In light of these requirements, District Judge Jeffrey White properly held the San Francisco ordinance to be ERISA-preempted as the ordinance “both has an impermissible connection to ERISA plans and makes unlawful reference to such benefit plans.” Judge White thus came to the same conclusion as the U.S. Court of Appeals for the Fourth Circuit when it analyzed Maryland’s “Wal-Mart” Act and as did Judge Arthur D. Spatt of the U.S. District Court for the Eastern District of New York when he examined Nassau County’s similar health care ordinance: ERISA Section 514(a) preempts state and local laws mandating expenditures for employer-provided medical care.
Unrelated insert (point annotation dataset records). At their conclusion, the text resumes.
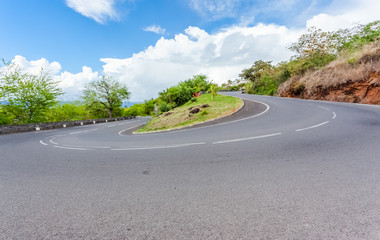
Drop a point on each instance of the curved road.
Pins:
(297, 170)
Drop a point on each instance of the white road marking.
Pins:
(76, 132)
(328, 109)
(120, 133)
(218, 124)
(158, 147)
(82, 149)
(315, 126)
(246, 139)
(100, 147)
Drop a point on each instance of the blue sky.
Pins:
(151, 45)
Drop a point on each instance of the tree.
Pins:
(256, 70)
(105, 95)
(27, 97)
(315, 42)
(213, 90)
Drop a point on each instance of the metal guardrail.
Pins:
(7, 129)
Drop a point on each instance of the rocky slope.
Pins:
(355, 79)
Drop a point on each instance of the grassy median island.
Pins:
(194, 112)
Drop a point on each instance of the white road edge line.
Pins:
(158, 147)
(247, 139)
(82, 149)
(224, 123)
(75, 146)
(120, 133)
(328, 109)
(315, 126)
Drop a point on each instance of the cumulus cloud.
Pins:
(221, 56)
(35, 67)
(216, 8)
(98, 10)
(72, 84)
(155, 29)
(348, 13)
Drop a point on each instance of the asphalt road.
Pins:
(295, 169)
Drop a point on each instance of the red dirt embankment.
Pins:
(342, 81)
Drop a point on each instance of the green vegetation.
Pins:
(105, 96)
(182, 93)
(140, 109)
(313, 51)
(194, 112)
(29, 97)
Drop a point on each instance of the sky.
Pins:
(150, 45)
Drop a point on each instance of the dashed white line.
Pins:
(158, 147)
(315, 126)
(78, 146)
(328, 109)
(81, 149)
(247, 139)
(120, 133)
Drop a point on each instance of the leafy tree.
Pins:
(256, 70)
(213, 90)
(105, 96)
(28, 97)
(315, 41)
(68, 112)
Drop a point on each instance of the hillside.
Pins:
(353, 78)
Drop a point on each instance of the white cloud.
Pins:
(343, 14)
(98, 10)
(71, 84)
(155, 29)
(216, 8)
(35, 67)
(221, 56)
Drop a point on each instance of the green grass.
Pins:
(181, 116)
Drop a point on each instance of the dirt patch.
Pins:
(341, 80)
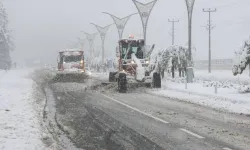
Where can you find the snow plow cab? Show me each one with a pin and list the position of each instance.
(133, 68)
(71, 66)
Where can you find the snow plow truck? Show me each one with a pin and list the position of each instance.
(71, 66)
(134, 66)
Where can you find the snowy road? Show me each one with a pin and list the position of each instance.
(99, 118)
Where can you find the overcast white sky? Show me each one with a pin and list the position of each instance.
(43, 27)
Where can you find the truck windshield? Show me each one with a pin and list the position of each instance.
(72, 58)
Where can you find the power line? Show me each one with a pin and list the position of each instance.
(209, 27)
(173, 29)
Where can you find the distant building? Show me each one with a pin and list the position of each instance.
(216, 64)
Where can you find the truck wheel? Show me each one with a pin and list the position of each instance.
(112, 76)
(122, 83)
(156, 80)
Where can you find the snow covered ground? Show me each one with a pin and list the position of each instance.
(223, 75)
(19, 121)
(226, 99)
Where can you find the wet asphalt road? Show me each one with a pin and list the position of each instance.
(108, 120)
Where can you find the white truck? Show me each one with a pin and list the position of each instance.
(71, 66)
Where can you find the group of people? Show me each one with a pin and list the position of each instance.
(138, 54)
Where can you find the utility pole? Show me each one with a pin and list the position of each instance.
(173, 28)
(209, 27)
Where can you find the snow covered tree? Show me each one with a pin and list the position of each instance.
(241, 58)
(170, 59)
(6, 41)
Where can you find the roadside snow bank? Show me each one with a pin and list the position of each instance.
(19, 122)
(228, 96)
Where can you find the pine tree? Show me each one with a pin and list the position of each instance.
(6, 41)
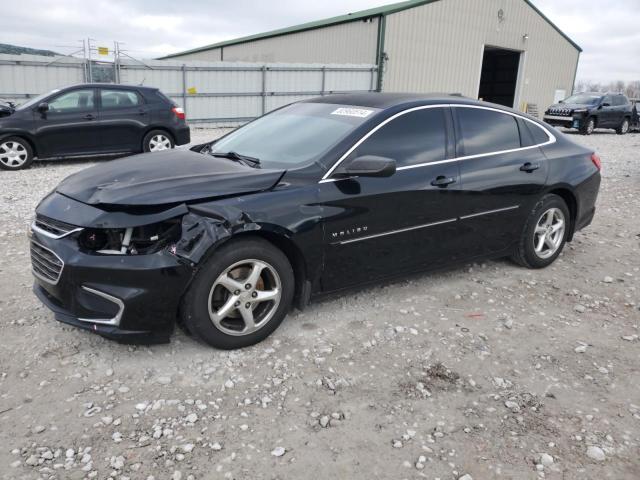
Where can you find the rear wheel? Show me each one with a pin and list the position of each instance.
(623, 128)
(157, 140)
(544, 234)
(15, 153)
(240, 296)
(588, 126)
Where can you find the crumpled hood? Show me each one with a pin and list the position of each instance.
(168, 177)
(568, 106)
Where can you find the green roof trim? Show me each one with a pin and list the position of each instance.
(349, 17)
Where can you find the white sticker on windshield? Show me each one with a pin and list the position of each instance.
(352, 112)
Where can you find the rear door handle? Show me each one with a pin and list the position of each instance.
(442, 181)
(529, 167)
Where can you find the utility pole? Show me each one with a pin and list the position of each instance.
(116, 61)
(89, 52)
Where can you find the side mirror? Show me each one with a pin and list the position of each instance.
(369, 166)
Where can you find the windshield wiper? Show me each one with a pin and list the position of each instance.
(249, 161)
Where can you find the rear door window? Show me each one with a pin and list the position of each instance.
(117, 99)
(73, 102)
(486, 131)
(538, 134)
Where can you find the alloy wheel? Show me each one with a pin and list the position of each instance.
(244, 297)
(13, 154)
(549, 233)
(159, 143)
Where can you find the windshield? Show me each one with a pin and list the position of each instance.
(583, 99)
(35, 100)
(295, 135)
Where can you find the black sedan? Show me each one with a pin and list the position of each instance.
(315, 197)
(90, 119)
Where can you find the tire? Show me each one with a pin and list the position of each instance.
(623, 129)
(588, 126)
(528, 254)
(216, 305)
(15, 153)
(157, 140)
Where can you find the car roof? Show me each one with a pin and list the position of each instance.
(386, 101)
(108, 85)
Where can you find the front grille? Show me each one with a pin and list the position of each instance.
(54, 228)
(560, 111)
(45, 264)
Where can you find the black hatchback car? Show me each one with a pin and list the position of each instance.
(588, 111)
(90, 119)
(312, 198)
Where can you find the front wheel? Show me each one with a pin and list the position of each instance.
(157, 140)
(15, 153)
(240, 296)
(544, 233)
(623, 129)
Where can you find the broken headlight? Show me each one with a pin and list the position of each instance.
(142, 240)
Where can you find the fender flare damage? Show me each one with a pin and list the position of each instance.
(202, 235)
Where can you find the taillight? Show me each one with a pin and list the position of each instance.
(178, 112)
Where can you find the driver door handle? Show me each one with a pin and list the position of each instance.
(442, 181)
(529, 167)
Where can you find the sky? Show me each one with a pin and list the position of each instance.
(608, 32)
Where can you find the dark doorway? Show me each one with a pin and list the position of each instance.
(499, 76)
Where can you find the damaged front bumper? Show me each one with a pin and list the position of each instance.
(128, 298)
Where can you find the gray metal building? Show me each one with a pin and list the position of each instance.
(504, 51)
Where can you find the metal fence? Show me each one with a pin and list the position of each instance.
(210, 92)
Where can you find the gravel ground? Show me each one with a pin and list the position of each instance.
(482, 372)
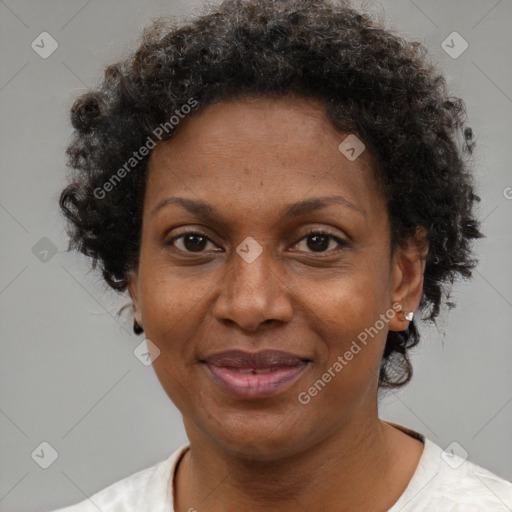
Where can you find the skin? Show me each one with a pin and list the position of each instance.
(250, 158)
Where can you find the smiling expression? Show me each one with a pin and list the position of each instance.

Now, Judge William Fletcher, writing for himself and two colleagues on the U.S. Court of Appeals for the Ninth Circuit, has reversed and stayed Judge White‘s decision, thus permitting the San Francisco ordinance to go into effect. Although Judge Fletcher’s opinion is technically not a ruling on the merits, that opinion leaves no doubt of the court’s conclusion that ERISA permits the San Francisco ordinance and, by extension, similar state and local laws which mandate minimum employer expenditures on their employees’ health care. The Ninth Circuit opinion thereby puts that court in direct conflict with the U.S. Court of Appeals for the Fourth Circuit which held Maryland’s “Wal-Mart” Act, a similar employer mandate, preempted by ERISA.
For the long run, the Fourth Circuit, as a matter of law, has the better argument as its opinion more convincingly reflects the relevant case law of the U.S. Supreme Court. Particularly unpersuasive is the Ninth Circuit’s contention that the San Francisco ordinance (and, by extension, any similar employer mandate) “does not require any employer to adopt an ERISA plan or other health plan…Any employer covered by the Ordinance may fully discharge its expenditure obligations by making the required level of employee health care expenditures, whether those expenditures are made in whole or part to an ERISA plan, or in whole or in part to the City.”
As the Fourth Circuit observed, no rational employer would view the penalty payment to the government as a realistic alternative to the equivalent payment for its own employees. An employer which consistently pays “employee health care expenditures” has an ERISA plan, i.e., a “plan, fund, or program” to provide medical care for employees.
Of more immediate concern are the political consequences of the Ninth Circuit’s opinion. ERISA preemption is a creature of federal statute. ERISA preemption can and should be changed by Congress. Nevertheless, there has been, so far, no concerted effort to press Congress to revise or repeal ERISA Section 514(a) to permit states and localities to experiment as to employer-provided health care.
Had the Ninth Circuit aligned itself with the Fourth Circuit and affirmed Judge White, Congress would have been under increasing political pressure to consider such amendment or repeal. Now, instead, we confront more protracted litigation – not a great way to make health policy.
The ERISA preemption debate should instead shift from the courthouses to the Capitol. Unfortunately, many (perhaps most) advocates of state health care laws will view the Ninth Circuit’s decision as obviating the need for that shift. It is, however, time for Congress to act by repealing or amending ERISA Section 514(a) to free states and localities from ERISA preemption. Until Congress acts in this fashion, states and localities are threatened with bystander status in our ongoing national debate on health care.